Update (6 June 2012)
I have just come across another etymology for the ethnonym Baskeet/Basketo in the literature. Roberto Sottile writes in his 2005 article (‘Definiteness, case and syntactic function in Basketo’):
According to the etymology proposed by Mettachew Fulaso – one of my language helpers – the name of the ethnic group and language derives from bas ‘forest’ < *bazz ‘uncultivated field/forest’ and *ket ‘house’ (cf. the Basketo noun keettsí ‘house’) literally meaning ‘forest house’. In this sense that term would seem to refer to the fact that apparently the ancestors of the Basketo originally settled over an area completely covered with forest vegetation and therefore they would have been indicated by their neighbours [sic!] as “the ones with the forest home” / “the forest dwellers”. (Sottile 2005: 177)

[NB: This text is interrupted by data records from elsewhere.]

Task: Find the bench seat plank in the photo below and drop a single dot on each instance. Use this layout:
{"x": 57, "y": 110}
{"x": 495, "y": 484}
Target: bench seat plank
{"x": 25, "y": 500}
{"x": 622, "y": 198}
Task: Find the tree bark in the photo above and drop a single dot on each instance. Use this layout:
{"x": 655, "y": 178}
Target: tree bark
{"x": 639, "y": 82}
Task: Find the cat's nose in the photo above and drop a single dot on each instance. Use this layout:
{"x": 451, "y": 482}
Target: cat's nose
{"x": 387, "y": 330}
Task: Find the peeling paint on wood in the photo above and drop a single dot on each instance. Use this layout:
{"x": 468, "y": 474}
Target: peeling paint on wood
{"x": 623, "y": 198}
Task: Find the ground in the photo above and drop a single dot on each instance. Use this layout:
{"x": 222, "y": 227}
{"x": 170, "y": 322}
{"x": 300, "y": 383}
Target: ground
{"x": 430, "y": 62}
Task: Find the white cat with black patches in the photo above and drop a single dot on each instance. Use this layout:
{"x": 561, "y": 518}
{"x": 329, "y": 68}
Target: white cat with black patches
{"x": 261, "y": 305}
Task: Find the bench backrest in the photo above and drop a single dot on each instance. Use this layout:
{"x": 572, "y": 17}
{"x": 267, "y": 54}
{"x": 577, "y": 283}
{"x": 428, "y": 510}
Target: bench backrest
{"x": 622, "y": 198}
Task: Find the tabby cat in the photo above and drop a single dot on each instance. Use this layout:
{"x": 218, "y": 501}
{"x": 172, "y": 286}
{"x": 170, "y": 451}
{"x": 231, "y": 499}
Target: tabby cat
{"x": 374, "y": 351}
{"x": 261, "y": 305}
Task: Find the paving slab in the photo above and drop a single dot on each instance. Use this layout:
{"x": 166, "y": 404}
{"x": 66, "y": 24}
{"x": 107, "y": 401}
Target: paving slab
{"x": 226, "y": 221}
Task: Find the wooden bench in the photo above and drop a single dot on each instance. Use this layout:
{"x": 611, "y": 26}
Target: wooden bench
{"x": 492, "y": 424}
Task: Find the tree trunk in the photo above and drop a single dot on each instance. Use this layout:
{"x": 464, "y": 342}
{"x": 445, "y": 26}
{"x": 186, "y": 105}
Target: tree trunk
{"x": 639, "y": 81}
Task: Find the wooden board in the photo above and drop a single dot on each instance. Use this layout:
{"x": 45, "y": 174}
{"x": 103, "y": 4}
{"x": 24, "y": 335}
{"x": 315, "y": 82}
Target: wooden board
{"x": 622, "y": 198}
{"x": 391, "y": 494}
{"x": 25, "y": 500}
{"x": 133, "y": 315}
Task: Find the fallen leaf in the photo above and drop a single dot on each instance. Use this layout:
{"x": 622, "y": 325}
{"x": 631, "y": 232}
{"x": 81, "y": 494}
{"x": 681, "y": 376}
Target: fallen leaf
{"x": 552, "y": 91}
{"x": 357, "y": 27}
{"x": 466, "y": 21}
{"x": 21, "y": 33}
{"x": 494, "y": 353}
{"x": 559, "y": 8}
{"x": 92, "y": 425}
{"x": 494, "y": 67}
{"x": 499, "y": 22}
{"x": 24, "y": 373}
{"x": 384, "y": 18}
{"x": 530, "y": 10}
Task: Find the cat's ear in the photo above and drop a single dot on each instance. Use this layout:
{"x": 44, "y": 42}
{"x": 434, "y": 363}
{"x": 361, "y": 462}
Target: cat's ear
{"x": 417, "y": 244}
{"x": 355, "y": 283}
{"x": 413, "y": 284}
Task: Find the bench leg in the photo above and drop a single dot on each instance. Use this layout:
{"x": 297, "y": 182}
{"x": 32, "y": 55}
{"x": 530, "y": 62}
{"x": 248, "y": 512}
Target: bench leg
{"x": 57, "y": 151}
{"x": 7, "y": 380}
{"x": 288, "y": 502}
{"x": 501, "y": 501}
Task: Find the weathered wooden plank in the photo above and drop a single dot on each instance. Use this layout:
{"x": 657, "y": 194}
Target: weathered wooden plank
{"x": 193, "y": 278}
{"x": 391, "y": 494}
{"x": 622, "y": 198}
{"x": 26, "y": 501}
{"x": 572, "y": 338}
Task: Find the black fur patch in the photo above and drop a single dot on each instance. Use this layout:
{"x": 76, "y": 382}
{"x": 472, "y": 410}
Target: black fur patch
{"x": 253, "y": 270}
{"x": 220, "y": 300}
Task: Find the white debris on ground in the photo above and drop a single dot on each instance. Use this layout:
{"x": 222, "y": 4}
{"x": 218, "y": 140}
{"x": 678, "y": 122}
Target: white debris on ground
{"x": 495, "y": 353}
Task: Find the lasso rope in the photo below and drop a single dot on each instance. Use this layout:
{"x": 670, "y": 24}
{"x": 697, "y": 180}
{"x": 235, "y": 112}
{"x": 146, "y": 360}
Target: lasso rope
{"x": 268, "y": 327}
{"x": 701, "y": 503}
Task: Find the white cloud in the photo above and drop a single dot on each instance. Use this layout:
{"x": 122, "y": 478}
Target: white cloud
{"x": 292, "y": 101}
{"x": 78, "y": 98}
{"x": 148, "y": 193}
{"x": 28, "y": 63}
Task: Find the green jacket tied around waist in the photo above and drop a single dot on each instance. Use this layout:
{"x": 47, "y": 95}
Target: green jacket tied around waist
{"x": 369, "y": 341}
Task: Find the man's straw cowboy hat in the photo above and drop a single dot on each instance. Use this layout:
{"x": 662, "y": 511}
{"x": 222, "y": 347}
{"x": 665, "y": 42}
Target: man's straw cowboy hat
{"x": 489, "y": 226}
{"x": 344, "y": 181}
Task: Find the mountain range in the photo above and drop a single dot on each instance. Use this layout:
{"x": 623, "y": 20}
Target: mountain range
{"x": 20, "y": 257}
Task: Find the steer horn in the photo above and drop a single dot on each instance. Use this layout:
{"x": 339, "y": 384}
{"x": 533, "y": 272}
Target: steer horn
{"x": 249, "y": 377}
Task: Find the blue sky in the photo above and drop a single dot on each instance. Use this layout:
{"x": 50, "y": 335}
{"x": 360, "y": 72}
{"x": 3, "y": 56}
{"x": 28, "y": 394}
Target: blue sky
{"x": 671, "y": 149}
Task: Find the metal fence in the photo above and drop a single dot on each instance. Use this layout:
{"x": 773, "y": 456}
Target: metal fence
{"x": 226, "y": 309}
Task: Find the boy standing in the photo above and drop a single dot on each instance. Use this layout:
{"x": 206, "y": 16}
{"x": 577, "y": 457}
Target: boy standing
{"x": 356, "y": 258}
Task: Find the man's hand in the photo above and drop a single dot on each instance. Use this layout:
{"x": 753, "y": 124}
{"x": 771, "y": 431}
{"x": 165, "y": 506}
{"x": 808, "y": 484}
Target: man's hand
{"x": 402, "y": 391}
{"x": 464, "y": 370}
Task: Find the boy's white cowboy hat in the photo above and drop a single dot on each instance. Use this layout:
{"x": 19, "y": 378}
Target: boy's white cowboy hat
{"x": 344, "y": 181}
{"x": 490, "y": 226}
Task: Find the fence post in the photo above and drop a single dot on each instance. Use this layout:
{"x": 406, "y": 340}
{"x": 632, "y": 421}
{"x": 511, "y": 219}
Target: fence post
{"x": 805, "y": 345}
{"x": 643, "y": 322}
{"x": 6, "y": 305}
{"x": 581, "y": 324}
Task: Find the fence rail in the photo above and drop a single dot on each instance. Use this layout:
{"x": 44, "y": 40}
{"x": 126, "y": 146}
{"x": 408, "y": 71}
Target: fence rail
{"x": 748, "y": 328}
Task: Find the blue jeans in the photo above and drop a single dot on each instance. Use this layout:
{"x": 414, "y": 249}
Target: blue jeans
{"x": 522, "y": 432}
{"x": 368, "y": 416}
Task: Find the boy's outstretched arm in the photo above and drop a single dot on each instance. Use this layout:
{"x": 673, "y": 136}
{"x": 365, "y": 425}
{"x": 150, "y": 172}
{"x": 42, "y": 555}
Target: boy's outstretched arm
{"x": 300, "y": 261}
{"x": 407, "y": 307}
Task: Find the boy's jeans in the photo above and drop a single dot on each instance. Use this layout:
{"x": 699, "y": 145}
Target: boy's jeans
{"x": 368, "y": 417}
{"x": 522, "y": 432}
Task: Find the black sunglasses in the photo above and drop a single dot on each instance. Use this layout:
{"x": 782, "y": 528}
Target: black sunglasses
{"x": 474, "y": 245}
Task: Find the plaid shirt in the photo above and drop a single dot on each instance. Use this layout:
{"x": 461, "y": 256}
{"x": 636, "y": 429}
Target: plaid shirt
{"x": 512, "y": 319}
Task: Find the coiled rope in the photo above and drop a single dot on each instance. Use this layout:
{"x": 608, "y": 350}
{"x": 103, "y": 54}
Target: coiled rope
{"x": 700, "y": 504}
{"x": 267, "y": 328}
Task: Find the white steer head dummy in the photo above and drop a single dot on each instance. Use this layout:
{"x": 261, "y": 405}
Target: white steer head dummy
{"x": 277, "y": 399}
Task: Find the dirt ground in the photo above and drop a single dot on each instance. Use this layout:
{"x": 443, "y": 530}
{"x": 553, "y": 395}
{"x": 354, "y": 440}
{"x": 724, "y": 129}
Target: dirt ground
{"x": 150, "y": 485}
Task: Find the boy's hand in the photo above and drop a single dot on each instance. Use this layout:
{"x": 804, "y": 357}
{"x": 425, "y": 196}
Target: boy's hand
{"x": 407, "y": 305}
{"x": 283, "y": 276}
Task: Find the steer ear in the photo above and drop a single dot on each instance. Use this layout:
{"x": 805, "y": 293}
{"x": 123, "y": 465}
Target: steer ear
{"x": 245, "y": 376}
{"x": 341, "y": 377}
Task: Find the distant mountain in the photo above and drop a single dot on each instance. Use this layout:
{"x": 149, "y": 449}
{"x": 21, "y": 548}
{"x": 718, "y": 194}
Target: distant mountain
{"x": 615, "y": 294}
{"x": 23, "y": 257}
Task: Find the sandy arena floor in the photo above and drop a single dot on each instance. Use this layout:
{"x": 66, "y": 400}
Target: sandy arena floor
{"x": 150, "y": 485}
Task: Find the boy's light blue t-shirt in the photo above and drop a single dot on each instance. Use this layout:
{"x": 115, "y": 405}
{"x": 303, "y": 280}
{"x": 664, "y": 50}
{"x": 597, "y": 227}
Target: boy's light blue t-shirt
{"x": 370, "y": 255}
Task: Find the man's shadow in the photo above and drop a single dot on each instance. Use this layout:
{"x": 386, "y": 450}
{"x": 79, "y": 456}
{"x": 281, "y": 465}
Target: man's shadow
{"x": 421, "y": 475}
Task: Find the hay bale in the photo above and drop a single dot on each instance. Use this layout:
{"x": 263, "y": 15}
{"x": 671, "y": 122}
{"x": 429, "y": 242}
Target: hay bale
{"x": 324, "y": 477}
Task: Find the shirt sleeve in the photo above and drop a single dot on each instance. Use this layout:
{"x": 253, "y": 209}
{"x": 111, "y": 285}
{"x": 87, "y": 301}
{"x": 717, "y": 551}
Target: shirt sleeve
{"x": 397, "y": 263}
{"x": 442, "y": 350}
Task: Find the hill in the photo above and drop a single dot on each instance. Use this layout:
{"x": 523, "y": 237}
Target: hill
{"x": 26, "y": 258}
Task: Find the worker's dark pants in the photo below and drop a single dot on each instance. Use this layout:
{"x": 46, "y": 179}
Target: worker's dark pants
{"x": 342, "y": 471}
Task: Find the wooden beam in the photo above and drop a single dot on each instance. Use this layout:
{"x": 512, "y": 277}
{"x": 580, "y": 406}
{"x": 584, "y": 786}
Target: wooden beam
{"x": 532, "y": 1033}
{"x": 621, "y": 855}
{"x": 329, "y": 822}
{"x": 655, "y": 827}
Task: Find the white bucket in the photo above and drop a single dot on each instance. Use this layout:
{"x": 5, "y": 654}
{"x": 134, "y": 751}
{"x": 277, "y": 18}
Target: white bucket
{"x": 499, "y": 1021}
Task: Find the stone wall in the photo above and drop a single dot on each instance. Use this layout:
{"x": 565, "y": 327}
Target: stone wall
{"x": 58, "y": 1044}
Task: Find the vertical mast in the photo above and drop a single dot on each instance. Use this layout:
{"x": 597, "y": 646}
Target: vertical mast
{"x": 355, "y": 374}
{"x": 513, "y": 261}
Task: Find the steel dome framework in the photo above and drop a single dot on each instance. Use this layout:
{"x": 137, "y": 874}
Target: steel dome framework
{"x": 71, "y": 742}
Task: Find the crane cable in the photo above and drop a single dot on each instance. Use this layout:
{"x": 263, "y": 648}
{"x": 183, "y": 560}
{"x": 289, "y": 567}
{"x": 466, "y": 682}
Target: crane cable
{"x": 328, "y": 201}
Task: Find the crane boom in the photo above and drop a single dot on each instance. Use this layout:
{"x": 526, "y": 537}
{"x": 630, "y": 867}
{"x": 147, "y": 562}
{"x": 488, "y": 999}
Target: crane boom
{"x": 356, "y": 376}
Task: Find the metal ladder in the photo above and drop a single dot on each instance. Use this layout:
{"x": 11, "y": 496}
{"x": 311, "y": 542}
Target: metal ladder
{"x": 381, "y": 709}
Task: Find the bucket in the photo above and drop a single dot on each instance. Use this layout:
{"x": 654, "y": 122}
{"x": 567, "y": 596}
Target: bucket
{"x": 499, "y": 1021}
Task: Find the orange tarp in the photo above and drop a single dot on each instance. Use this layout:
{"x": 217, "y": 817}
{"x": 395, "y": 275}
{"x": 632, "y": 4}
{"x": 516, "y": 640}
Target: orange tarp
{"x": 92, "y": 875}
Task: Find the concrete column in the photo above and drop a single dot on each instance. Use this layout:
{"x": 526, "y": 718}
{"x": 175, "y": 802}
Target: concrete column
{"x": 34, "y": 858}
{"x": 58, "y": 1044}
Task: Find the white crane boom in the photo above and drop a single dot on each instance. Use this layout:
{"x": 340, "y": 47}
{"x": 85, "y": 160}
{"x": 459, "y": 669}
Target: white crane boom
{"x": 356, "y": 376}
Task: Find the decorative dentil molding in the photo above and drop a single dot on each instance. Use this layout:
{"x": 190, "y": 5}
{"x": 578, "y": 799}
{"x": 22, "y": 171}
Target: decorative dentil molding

While this etymology seems much more appealing to me than the sorghum-etymology mentioned above, it is also problematic. Firstly, it remains unclear which reconstructions the starred forms (*bazz and *ket) are. Secondly, if the ethnonym goes back to Baskeet words, why should it have originated in a term used by the neighbours!? Thirdly, the second part of the word Bas-keet (H-H) cannot directly go back to the stem of keetts-í ‘house’ (L-H). Note the difference between t and tts (difference in manner of articulation and consonant length) and the tonal difference (H vs. L). One would have to find evidence for similar historical sound changes in other lexemes to back up this etymology.